Part VI: The Technical Practices of Integrating Information Security, Change Management, and Compliance

The DevOps goal is to make security a part of everyone's job. We'll look for opportunities to augment our controls with audit-able automation. This automation will minimize the need for separation of duties and change approvals that unnecessarily impede the value chain. Once automated and baked into everyone's daily work the controls are less variable, more audit-able, and significantly stronger than the manual controls they replace. Some critical controls will remain manual.

We do this by:

Making security a part of everyone’s job
Integrating preventative controls into our shared source code repository
Integrating security with our deployment pipeline
Integrating security with our telemetry to better enable detection and recovery
Protecting our deployment pipeline
Integrating our deployment activities with our change approval processes
Reducing reliance on separation of duty

Information security as everyone's job every day

Integrate security:

Into development iteration demos - this means they are their own stories or are acceptance criteria of all relevant stories
Into defect tracking and post mortem's - security defects should be tracked with all other defects and security incidents and security implications of any incident are subject to post mortem reviews

We must concern ourselves not only with application and data center security but with end to end value chain security.

Like all of our code be it application, infrastructure, operations etc. security capabilities reside in our shared code repository standards making them easy to find, understand and use. We may include items such as:

Code libraries and their recommended configurations (e.g., 2FA [two-factor authentication library], bcrypt password hashing, logging)
Secret management (e.g., connection settings, encryption keys) using tools such as Vault, sneaker, Keywhiz, credstash, Trousseau, Red October, etc.
OS packages and builds (e.g., NTP for time syncing, secure versions of OpenSSL with correct configurations, OSSEC or Tripwire for file integrity monitoring, syslog configuration to ensure logging of critical security into our centralized ELK stack)

Next we'll integrate security into our development pipelines by including as many automated security tests as we can to run with all our other automated tests.

Tools such as Gauntlt have been designed to integrate into the deployment pipelines, which run automated security tests on our applications, our application dependencies, our environment, etc. Remarkably, Gauntlt even puts all its security tests in Gherkin syntax test scripts, which is widely used by developers for unit and functional testing. Doing this puts security testing in a framework they are likely already familiar with. This also allows security tests to easily run in a deployment pipeline on every committed change, such as static code analysis, checking for vulnerable dependencies, or dynamic testing.

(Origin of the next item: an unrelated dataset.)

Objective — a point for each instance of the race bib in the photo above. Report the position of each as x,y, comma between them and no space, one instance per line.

Ensure security of the application

Developers, often focussed on happy path tests of correctness, will need security training to ensure use of sad or bad path automated tests and tools such as:

Static analysis tools - Brakeman and Code Climate
Dynamic analysis - Focusses on run time behavior. Tools include: Arachni, OWASP Zap, Nmap and metasploit
Dependency scanning - for malicious or vulnerable binaries
Source code integrity and signing - all developers are identified and use a security key e.g. PGP, all packages generated by continuous integration should be signed and inventoried for audit-ability.

Ensure the security of our environments

In this step, we should do whatever is required to help ensure that the environments are in a hardened, risk-reduced state. Although we may have created known, good configurations already, we must put in monitoring controls to ensure that all production instances match these known good states.

We do this by generating automated tests to ensure that all appropriate settings have been correctly applied for configuration hardening, database security settings, key lengths, and so forth. Furthermore, we will use tests to scan our environments for known vulnerabilities.

Another category of security verification is understanding actual environments (i.e., “as they actually are”). Examples of tools for this include Nmap to ensure that only expected ports are open and Metasploit to ensure that we’ve adequately hardened our environments against known vulnerabilities, such as scanning with SQL injection attacks. The output of these tools should be put into our artifact repository and compared with the previous version as part of our functional testing process. Doing this will help us detect any undesirable changes as soon as they occur.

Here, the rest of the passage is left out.